Ryanair vs Coronavirus, Fight Against Restrictions


Today it is indisputable that all economic areas will be profoundly impacted by the coronavirus. The chief of Ryanair announces the airline will not resume flights if it has to keep middle seats empty to fight Covid-19, calling the idea “idiotic”.

Michael O’Leary said he was hopeful 80% of flights could recommence by October if travel restrictions are diminished in July.

But he said empty seat obligation did not ensure safe social distancing and were financially unreasonable.

He added that if the Irish government imposed the rule, it would be obligated to pay himself for the middle seat “or we won’t fly”.

Like the majority of big airlines, Ryanair has grounded flights as countries around Europe have imposed travel restrictions to contain the pandemic.

Nevertheless, industry experts believe the restrictions will be relaxed this summer, subject to conditions.

Various companies like Emirates, EasyJet, and Delta in the US have all announce they plan to keep middle seats empty and some think governments will make it a rule.

However, Mr. O’Leary told the Financial Times the idea was “idiotic” as it did not ensure a safe 2-meter distance between passengers.

As he declares “We can’t generate money on 66% load factors,”.

He said Europe should instead follow Asia and implement other effective measures, such as forcing people to wear masks on transport and have their temperatures checked at airports.

‘Ryanair Wish Quick recovery’

Many in the airline industry believe it could take over to three years to retrieve the initial situation.

According to the UN’s civil aviation body, ICAO, international air passenger traffic in the first three quarters of 2020 could decrease by as many as 1.2 billion travelers, or by two-thirds.

Some leading airlines plan to leave the middle seat on planes empty

Meanwhile, Mr. O’Leary told the Financial Times he was optimistic.

He said Ryanair expects a “relatively quick recovery”, with 80% of flights have resumed by September, falling to 60% in its less busy winter season.

He added that subject to an effective coronavirus vaccine, the airline would be carrying its “2019 traffic plus growth” by summer next year.

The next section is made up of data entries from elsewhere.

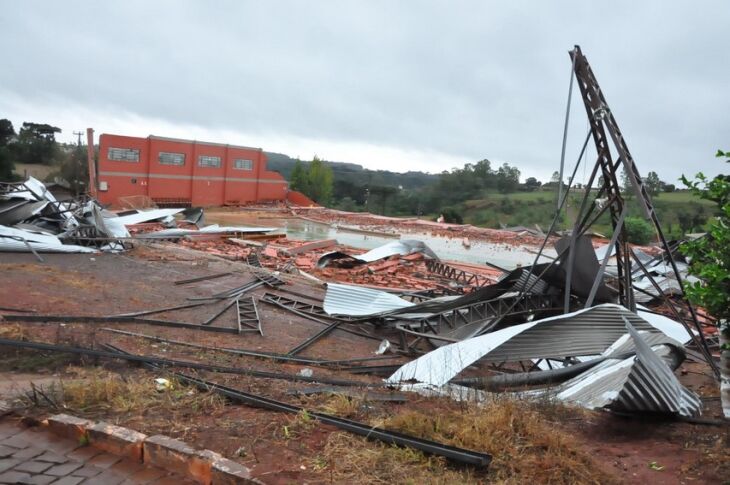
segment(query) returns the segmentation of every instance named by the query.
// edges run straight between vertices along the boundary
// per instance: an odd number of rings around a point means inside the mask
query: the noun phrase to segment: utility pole
[[[86,161],[89,164],[89,195],[98,197],[96,186],[96,162],[94,161],[94,129],[86,129]]]
[[[78,146],[81,146],[81,135],[83,135],[83,134],[84,134],[83,131],[74,131],[74,135],[76,135],[79,139]]]

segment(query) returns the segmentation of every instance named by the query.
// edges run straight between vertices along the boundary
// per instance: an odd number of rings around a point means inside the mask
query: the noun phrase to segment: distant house
[[[63,183],[56,179],[56,182],[48,182],[46,183],[46,189],[53,194],[53,196],[56,198],[56,200],[68,200],[73,199],[74,194],[71,192],[71,187],[68,185],[68,183]]]

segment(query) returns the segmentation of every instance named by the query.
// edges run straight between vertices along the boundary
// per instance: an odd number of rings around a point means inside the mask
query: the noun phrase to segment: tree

However, he said it was likely the airline would have to cut jobs this winter and that he would continue to take a 50% pay cut beyond May if necessary.

“My pay cut will run on until the last of [Ryanair] people are off the payroll support schemes,” he said.

Rely on online offers

Meantime, the European Court of Justice ruled on Wednesday that Ryanair and other airlines must in the future indicate the full price of a ticket when displaying offers online.

This means including the cost of value-added tax on domestic flights and fees for check-in and payments by credit card.

The ruling came after an appeal by Ryanair against a decision by the Italian competition and markets authority, which said such charges were inexorable and predictable and should, consequently, be included in the price shown before booking.